Spiegelbild der geldpolitischen Aktiva
Zunächst einmal ist hierzu festzuhalten, dass die hohe Liquidität im Bankensystem gewollte Folge der geldpolitischen Stützungsmaßnahmen und Spiegelbild der in der Spitze 1,4 Bill. Euro geldpolitischer Aktiva bei der Bundesbank im Jahr 2020 waren. Die Überschussliquidität wurde daher bereits 2020 bei den Banken aufgebaut, lange bevor die Zinswende Mitte 2022 von der Europäischen Zentralbank (EZB) eingeleitet wurde.
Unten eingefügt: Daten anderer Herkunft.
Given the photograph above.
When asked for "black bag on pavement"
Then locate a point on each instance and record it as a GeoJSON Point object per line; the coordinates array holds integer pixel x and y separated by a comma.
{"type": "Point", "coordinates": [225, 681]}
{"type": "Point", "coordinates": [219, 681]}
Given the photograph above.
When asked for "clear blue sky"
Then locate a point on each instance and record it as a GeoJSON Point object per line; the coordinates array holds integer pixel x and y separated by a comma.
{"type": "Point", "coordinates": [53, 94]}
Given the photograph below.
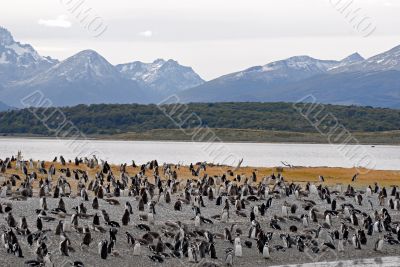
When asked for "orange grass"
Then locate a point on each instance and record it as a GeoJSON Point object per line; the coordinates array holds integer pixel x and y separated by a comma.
{"type": "Point", "coordinates": [332, 176]}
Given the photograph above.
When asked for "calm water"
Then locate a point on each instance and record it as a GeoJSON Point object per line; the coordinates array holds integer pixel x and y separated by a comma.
{"type": "Point", "coordinates": [253, 154]}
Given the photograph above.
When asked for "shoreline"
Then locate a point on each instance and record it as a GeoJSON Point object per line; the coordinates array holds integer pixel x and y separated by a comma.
{"type": "Point", "coordinates": [124, 139]}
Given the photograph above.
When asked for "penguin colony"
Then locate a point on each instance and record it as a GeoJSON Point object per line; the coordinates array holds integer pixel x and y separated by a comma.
{"type": "Point", "coordinates": [223, 220]}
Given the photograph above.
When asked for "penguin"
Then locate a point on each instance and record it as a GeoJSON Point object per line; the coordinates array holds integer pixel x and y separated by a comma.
{"type": "Point", "coordinates": [356, 242]}
{"type": "Point", "coordinates": [328, 219]}
{"type": "Point", "coordinates": [96, 220]}
{"type": "Point", "coordinates": [305, 220]}
{"type": "Point", "coordinates": [59, 228]}
{"type": "Point", "coordinates": [379, 245]}
{"type": "Point", "coordinates": [136, 248]}
{"type": "Point", "coordinates": [266, 254]}
{"type": "Point", "coordinates": [333, 204]}
{"type": "Point", "coordinates": [125, 217]}
{"type": "Point", "coordinates": [103, 247]}
{"type": "Point", "coordinates": [39, 224]}
{"type": "Point", "coordinates": [340, 245]}
{"type": "Point", "coordinates": [167, 197]}
{"type": "Point", "coordinates": [105, 216]}
{"type": "Point", "coordinates": [238, 247]}
{"type": "Point", "coordinates": [128, 206]}
{"type": "Point", "coordinates": [197, 220]}
{"type": "Point", "coordinates": [95, 203]}
{"type": "Point", "coordinates": [43, 203]}
{"type": "Point", "coordinates": [141, 205]}
{"type": "Point", "coordinates": [87, 238]}
{"type": "Point", "coordinates": [229, 257]}
{"type": "Point", "coordinates": [63, 247]}
{"type": "Point", "coordinates": [213, 253]}
{"type": "Point", "coordinates": [23, 224]}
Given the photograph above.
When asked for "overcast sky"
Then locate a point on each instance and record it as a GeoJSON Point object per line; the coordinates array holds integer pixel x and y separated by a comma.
{"type": "Point", "coordinates": [215, 37]}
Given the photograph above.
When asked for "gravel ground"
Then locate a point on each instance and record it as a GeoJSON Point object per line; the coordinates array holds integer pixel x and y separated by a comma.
{"type": "Point", "coordinates": [165, 212]}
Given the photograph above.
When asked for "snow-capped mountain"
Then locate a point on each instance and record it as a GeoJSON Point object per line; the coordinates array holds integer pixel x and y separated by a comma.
{"type": "Point", "coordinates": [389, 60]}
{"type": "Point", "coordinates": [4, 107]}
{"type": "Point", "coordinates": [88, 78]}
{"type": "Point", "coordinates": [294, 68]}
{"type": "Point", "coordinates": [354, 80]}
{"type": "Point", "coordinates": [85, 78]}
{"type": "Point", "coordinates": [163, 77]}
{"type": "Point", "coordinates": [19, 61]}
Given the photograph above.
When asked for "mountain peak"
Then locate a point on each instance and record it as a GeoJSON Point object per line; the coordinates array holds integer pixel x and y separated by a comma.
{"type": "Point", "coordinates": [355, 57]}
{"type": "Point", "coordinates": [5, 37]}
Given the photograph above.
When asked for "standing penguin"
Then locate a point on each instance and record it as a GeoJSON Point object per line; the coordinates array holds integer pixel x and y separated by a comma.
{"type": "Point", "coordinates": [136, 249]}
{"type": "Point", "coordinates": [128, 206]}
{"type": "Point", "coordinates": [266, 254]}
{"type": "Point", "coordinates": [125, 217]}
{"type": "Point", "coordinates": [379, 244]}
{"type": "Point", "coordinates": [95, 203]}
{"type": "Point", "coordinates": [340, 245]}
{"type": "Point", "coordinates": [43, 203]}
{"type": "Point", "coordinates": [238, 247]}
{"type": "Point", "coordinates": [103, 249]}
{"type": "Point", "coordinates": [229, 257]}
{"type": "Point", "coordinates": [213, 252]}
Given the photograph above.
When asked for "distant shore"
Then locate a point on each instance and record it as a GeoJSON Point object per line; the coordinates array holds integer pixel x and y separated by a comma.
{"type": "Point", "coordinates": [236, 136]}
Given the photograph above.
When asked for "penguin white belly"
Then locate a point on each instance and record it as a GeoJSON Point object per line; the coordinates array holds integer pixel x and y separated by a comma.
{"type": "Point", "coordinates": [150, 218]}
{"type": "Point", "coordinates": [197, 221]}
{"type": "Point", "coordinates": [305, 222]}
{"type": "Point", "coordinates": [340, 246]}
{"type": "Point", "coordinates": [136, 249]}
{"type": "Point", "coordinates": [238, 250]}
{"type": "Point", "coordinates": [224, 217]}
{"type": "Point", "coordinates": [266, 252]}
{"type": "Point", "coordinates": [253, 233]}
{"type": "Point", "coordinates": [190, 255]}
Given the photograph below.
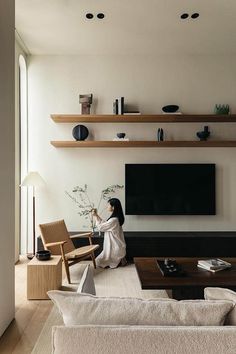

Sie stellt damit keine Reaktion der Banken auf etwaige Einlageopportunitäten zu den gestiegenen Notenbankenzinsen dar.
Hätten die Geschäftsbanken die geschaffene Liquidität noch stärker in langlaufende Kredite und Wertpapiere angelegt, so wäre ihnen mit den massiven Zinsanstiegen im Jahr 2022 ein Vermögensverlust von über 1% deren Bilanzsumme entstanden, der das Jahresergebnis der meisten Institute aufgezehrt hätte. Diese Vermögensverluste sind zwar jetzt bei der Bundesbank gelandet und führen dort zu mehrjährigen Negativabschlüssen. Diese kann eine Notenbank im Unterschied zu den Geschäftsbanken aber tragen.
Erhöhung der Mindestreserve wäre ein Fehler gewesen
Mit der hohen Liquidität, dem erhalten gebliebenem Vertrauen der privaten Einleger und der durch die geldpolitischen Eingriffe erreichten Stabilität im Finanzsektor konnte die historische Zinswende erst bewältigt werden. Wurde nicht jahrelang in der Nullzinsphase darüber gerätselt, wie es die Notenbanken schaffen sollten, ohne Blessuren von den Niedrigzinsen wegzukommen? Die Liquiditätshaltung war und ist entscheidender Teil einer verantwortungsvollen und notwendigen Gesamtbanksteuerung zur Begrenzung der Zinsänderungsrisiken bei den Banken.
Eine Erhöhung des Mindestreservesatzes, auf den die EZB am Mittwoch verzichtete, würde den Banken nur benötigte Erträge zur Bewältigung der Zinswende entziehen, geldpolitisch aber keine Wirkung erzielen, da eine strukturelle Liquiditätsknappheit nicht in Sicht ist. Soll die Liquidität im Finanzsystem aus geldpolitischen Gründen nachhaltig reduziert werden, so muss an deren Ursache angegriffen werden: den geldpolitischen Aktiva. Da diese Wertpapierbestände der Bundesbank derzeit nur langsam über die Jahre mit den Fälligkeiten abschmelzen, sollte über einen zügigeren Abbau nachgedacht werden. Da die Bundesbank eh für mehrere Jahre mit laufenden Verlusten rechnen muss, könnten Kursverluste auf ihre Wertpapiere auch durch Verkäufe realisiert und vorzeitig verarbeitet werden. Besser hierfür den aktuell günstigen Zeitpunkt mit relativ entspannten Rentenmärkten nutzen und damit den notwendigen Spielraum zurückgewinnen, auch zukünftigen Krisen wirksam begegnen zu können.